Fracking (short for hydraulic fracturing) is a term referring to technology that provides access to enormous amounts of domestic oil previously locked into shale deposits. This practice has become a flashpoint and symbol for the debate over whether there ought to be limits on what we are prepared to do to sustain our use of fossil fuels.
For one group of people, fracking is one step too far, a line in the sand - an environmentally destructive practice that is contaminating groundwater supplies and promising long-term negative repercussions, some yet unknown. It is also seen as extending our reliance on fossil fuels, thereby worsening climate change.
For another group of people, fracking is regarded as a marvel of technological innovation that has lowered fuel costs, increased energy independence, and weakened some of the most evil regimes in the world (Saudi Arabia, Iran, Russia, Venezuela). It also is seen as bringing (or offering) desperately needed economic revival, including employment, to downtrodden communities.
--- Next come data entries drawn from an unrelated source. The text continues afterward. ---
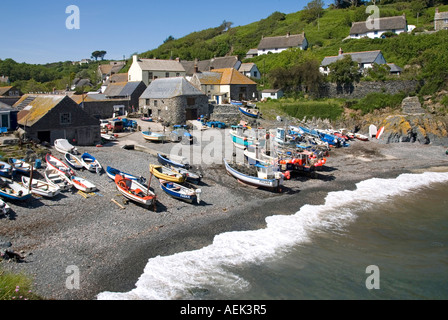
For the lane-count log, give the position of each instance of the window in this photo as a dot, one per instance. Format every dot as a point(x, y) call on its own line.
point(191, 101)
point(65, 118)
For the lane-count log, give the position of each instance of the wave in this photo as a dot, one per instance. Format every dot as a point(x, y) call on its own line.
point(182, 275)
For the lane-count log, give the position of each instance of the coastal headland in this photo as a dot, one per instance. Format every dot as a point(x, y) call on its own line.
point(110, 244)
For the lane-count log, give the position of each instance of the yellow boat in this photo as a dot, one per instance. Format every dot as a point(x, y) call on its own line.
point(167, 174)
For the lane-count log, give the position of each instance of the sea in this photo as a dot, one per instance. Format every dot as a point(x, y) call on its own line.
point(385, 240)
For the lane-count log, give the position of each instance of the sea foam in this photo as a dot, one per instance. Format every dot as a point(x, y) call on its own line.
point(181, 275)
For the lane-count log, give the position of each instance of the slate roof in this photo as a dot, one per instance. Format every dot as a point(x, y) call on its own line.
point(38, 108)
point(121, 89)
point(208, 65)
point(246, 67)
point(160, 65)
point(441, 15)
point(290, 41)
point(169, 88)
point(388, 23)
point(360, 57)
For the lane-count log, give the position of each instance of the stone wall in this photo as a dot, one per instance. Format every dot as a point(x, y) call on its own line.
point(363, 88)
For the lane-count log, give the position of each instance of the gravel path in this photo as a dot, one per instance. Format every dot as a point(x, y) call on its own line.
point(110, 246)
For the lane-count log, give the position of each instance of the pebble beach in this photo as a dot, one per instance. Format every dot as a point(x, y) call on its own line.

As with many environmental issues, reactions are often different when it comes to what happens close to home. Some people have become incensed by the potential dangers represented by fracking on land close to their homes and schools. Others have been buoyed by the economic revivals brought to their towns. And some people have switched sides on seeing either the dangers (e.g., water contamination) or benefits (e.g., revitalization of depressed areas) for themselves.